Initiation Bill not intended to usurp tradition – Parliament

Parliament does not intend to usurp traditional initiation while formulating the Customary Initiation Bill, said the chairperson for the Portfolio Committee on Cooperative Governance and Traditional Affairs.

Richard Mdakane on Sunday reassured traditional leaders, saying their contribution to the bill would be vital.

"Chiefs work well with us and we love them. Their authority is guaranteed in the constitution. Through this piece of legislation, we are doing something for the nation. We can't have a culture that brings tears to the people," Mdakane said.

Mdakane said the committee would invite chiefs and kings to Parliament, once the current process is finalised, "to get input from them on how best to practice the tradition".

The committee held its public hearings into the bill in Rustenburg, where people emphasised the difference between medical circumcision and traditional initiation, as well as the role of the chiefs in the tradition.

Mdakane said it concerned Parliament when culture was distorted and "often told from the perspective of people who have no interest in the culture".

"Distortion causes havoc.
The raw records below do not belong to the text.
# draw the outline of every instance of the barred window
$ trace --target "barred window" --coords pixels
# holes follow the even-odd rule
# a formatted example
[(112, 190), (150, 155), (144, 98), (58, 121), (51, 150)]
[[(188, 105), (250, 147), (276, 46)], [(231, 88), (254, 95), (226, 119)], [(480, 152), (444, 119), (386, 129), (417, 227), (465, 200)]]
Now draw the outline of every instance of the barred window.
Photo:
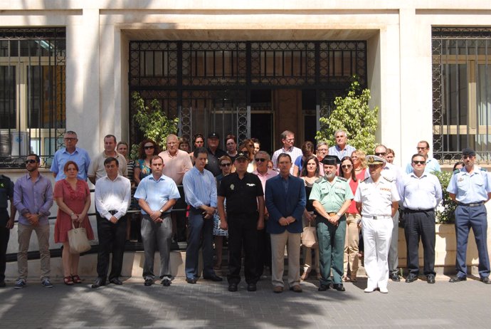
[(65, 127), (64, 28), (0, 28), (0, 167), (49, 165)]

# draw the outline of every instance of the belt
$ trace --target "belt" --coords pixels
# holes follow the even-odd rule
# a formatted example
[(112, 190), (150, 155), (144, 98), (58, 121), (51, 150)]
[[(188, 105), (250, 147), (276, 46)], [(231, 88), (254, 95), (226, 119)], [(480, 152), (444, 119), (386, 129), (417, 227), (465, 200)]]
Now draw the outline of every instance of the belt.
[(369, 219), (391, 219), (392, 217), (391, 216), (361, 216), (363, 218), (366, 218)]
[(435, 209), (433, 208), (430, 208), (429, 209), (410, 209), (409, 208), (404, 208), (404, 212), (409, 212), (409, 213), (413, 213), (413, 212), (434, 212)]
[(482, 206), (484, 204), (484, 201), (481, 201), (480, 202), (472, 202), (470, 204), (463, 204), (462, 202), (457, 202), (457, 204), (463, 207), (479, 207)]

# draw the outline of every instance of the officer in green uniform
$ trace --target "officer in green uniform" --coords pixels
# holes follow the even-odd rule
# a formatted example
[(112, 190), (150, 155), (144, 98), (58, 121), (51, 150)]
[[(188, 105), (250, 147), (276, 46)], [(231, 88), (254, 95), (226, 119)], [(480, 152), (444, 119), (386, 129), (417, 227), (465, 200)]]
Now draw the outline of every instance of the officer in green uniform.
[(324, 166), (324, 177), (314, 183), (310, 197), (319, 214), (317, 216), (321, 274), (319, 291), (330, 288), (331, 269), (332, 288), (344, 291), (342, 281), (346, 236), (344, 212), (353, 199), (353, 192), (346, 179), (336, 176), (339, 163), (337, 157), (326, 155), (321, 162)]

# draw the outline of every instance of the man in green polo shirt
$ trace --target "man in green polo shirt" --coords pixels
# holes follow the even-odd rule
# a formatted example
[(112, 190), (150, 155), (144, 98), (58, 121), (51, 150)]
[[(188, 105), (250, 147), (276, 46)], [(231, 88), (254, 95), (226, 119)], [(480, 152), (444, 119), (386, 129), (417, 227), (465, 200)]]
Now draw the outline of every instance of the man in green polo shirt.
[(314, 200), (314, 207), (319, 214), (317, 216), (321, 274), (319, 291), (329, 289), (332, 281), (332, 288), (344, 291), (342, 281), (346, 236), (344, 212), (353, 199), (353, 192), (346, 179), (336, 176), (339, 162), (337, 157), (326, 155), (321, 162), (324, 165), (324, 177), (315, 182), (310, 197)]

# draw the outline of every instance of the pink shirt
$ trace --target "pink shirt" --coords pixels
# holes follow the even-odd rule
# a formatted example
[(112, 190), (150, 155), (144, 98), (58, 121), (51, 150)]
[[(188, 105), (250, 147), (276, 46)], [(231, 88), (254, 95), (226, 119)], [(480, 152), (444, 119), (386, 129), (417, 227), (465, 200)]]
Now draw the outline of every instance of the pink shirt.
[(159, 156), (164, 160), (162, 173), (171, 178), (176, 185), (182, 184), (184, 173), (193, 167), (189, 155), (186, 152), (178, 150), (174, 157), (171, 156), (169, 151), (161, 152)]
It is important for society to understand what is being taught at initiation schools. The content of the schools should be proper, such that parents feel at ease when their children are at initiation schools."

Mdakane said culture was about the development of society.

"We want to return better men and women from these schools. This bill provokes discussions throughout the country," he said.

The public hearings move to Limpopo on Monday, with Mpumalanga and Gauteng on Tuesday.